La photographie m’a amenée à une foule d’endroits. Des endroits inaccessibles, autant physiquement qu’émotivement. Des bébés qui n’y sont plus, des adultes qui n’y seront plus sous peu ou des familles déchirées après un drame. J’ai immortalisé des retrouvailles, mais presqu’aussi souvent des adieux. Dans la panoplie d’expériences de vie que la photographie m’a fait vivre, j’ai fait la rencontre d’Élizabeth et de ses parents. Une petite fille qui a tellement déstabilisé ma pratique, mais aussi ma vie de maman. Une battante comme j’en ai rencontrée peu.

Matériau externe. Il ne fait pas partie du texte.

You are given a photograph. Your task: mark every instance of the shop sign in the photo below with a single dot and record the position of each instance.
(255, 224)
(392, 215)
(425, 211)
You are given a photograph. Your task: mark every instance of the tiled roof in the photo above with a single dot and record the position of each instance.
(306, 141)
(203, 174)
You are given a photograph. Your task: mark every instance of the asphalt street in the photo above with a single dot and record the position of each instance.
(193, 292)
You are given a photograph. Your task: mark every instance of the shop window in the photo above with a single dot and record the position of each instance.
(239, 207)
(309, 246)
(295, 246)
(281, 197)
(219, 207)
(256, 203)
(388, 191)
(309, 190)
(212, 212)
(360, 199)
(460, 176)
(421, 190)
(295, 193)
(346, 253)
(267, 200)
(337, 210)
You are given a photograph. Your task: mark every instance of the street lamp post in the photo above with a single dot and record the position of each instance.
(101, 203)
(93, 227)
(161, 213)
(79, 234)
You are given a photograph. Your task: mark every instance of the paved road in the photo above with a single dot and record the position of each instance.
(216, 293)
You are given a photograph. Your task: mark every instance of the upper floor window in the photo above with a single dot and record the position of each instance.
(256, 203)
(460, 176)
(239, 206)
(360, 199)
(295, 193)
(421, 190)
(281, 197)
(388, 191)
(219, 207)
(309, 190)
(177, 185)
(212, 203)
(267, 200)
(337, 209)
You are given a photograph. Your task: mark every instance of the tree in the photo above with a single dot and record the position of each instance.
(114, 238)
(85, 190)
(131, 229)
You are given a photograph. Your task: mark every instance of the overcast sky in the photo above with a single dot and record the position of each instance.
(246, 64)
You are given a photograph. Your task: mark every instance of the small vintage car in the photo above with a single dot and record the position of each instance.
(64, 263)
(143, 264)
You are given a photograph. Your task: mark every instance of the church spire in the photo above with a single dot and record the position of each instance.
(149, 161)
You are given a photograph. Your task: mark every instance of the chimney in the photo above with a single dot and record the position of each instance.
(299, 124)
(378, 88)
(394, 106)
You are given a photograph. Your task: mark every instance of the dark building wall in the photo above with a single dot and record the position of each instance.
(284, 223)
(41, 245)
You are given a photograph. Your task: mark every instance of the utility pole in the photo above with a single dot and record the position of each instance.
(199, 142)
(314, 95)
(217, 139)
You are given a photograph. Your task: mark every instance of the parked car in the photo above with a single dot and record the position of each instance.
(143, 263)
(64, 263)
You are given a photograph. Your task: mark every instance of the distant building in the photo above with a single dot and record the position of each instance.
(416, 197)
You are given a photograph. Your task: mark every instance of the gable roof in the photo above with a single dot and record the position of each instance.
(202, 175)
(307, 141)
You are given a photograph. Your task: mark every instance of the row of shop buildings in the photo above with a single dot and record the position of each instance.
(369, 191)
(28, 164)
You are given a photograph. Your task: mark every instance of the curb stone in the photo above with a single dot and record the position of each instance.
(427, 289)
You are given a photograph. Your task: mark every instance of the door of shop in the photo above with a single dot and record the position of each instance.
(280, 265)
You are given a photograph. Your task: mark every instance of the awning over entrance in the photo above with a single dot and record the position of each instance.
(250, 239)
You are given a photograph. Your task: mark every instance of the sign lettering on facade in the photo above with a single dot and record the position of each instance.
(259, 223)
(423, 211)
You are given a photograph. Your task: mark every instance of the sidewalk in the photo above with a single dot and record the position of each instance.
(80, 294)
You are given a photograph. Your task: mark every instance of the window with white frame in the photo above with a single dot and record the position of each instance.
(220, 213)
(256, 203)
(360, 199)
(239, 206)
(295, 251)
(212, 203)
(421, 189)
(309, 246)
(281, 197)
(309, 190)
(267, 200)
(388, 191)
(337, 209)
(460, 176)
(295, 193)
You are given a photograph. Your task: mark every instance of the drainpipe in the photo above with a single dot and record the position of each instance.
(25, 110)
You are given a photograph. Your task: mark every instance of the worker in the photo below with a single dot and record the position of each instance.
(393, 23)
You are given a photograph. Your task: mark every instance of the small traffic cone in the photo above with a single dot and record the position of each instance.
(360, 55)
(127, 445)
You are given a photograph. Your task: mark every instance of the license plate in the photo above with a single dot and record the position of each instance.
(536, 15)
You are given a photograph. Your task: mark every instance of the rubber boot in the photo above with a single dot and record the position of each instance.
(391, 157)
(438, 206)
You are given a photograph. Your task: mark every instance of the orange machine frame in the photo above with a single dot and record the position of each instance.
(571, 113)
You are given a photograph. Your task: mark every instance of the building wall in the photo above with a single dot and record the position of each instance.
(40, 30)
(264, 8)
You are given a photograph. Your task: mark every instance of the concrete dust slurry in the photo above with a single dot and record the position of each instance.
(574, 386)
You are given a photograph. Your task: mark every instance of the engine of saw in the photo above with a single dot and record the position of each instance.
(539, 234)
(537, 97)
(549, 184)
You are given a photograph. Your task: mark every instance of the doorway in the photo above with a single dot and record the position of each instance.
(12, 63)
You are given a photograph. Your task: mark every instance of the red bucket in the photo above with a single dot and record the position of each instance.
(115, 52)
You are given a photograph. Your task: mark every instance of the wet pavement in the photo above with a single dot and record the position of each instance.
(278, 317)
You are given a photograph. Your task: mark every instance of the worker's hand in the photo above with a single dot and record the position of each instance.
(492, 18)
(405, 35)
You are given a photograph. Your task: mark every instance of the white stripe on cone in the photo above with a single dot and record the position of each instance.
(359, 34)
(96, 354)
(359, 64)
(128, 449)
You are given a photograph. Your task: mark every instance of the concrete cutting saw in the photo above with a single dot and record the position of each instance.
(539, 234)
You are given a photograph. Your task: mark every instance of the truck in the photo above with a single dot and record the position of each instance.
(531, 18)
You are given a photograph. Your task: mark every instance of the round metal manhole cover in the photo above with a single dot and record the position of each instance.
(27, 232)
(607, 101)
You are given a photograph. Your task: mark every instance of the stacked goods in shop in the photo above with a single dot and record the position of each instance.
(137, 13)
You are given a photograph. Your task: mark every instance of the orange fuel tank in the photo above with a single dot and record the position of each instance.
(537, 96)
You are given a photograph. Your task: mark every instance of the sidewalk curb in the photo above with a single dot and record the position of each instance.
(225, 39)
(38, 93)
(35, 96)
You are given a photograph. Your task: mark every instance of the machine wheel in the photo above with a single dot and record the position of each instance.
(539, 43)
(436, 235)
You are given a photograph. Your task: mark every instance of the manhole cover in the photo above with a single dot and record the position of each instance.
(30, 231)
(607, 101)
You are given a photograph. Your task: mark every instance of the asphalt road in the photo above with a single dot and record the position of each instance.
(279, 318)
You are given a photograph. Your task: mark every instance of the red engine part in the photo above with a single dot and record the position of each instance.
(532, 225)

Réaliser une séance photo de maternité au CHUL dans l’unité de cancérologie pédiatrique

Notre histoire débute en avril 2019. Leur histoire à eux, elle, elle était déjà bien entamée. Celle d’une Leucémie Myéloïde Aiguë dans le corps d’une trop petite fille de même pas 2 ans, d’une maman enceinte de jumeaux et d’un papa devenant le port d’attache pour tenir la famille. Un rôle important pour réconforter, assurer le ravitaillement entre la maison et l’hôpital, aimer et assurer un revenu familial. J’étais alors maman de deux enfants, la pandémie n’existait pas et mon plus jeune avait l’âge d’être l’ami d’Élizabeth. Geneviève, la maman d’Élizabeth m’a initialement contactée pour immortaliser sa grossesse. Seul bémol, sa fille est gravement malade, en chimiothérapie et est hospitalisée au CHUL. Elle a un cancer et on ne sait pas si elle survivra. La séance photo est donc d’autant plus importante à ses yeux, ce sera peut-être celle qui marquera les derniers moments d’Élizabeth avant l’arrivée de petits frères qu’elle ne rencontrera peut-être pas. En tant que photographe, j’avais déjà réalisé des séances photos dans les hôpitaux. Que ce soit pour la Fondation Portraits d’étincelle ou encore pour créer des souvenirs à des femmes enceintes hospitalisés en fin de grossesse. Par contre, c’était la première fois que j’allais rencontrer une enfant aussi malade et dont le pronostic était si incertain. J’étais nerveuse à l’idée de ne pas dire ou faire la bonne chose. De me mettre les pieds dans les plats devant un enfant dont l’avenir n’était peut-être que dans nos souvenirs. J’y suis allée en me disant que mon rôle était simplement que d’être là pour eux, peu importe les circonstances. Ils avaient besoin d’humains bienveillants pour rendre leur épreuve moins lourde. Même si j’enlevais que le poids d’une plume, ce serait ça!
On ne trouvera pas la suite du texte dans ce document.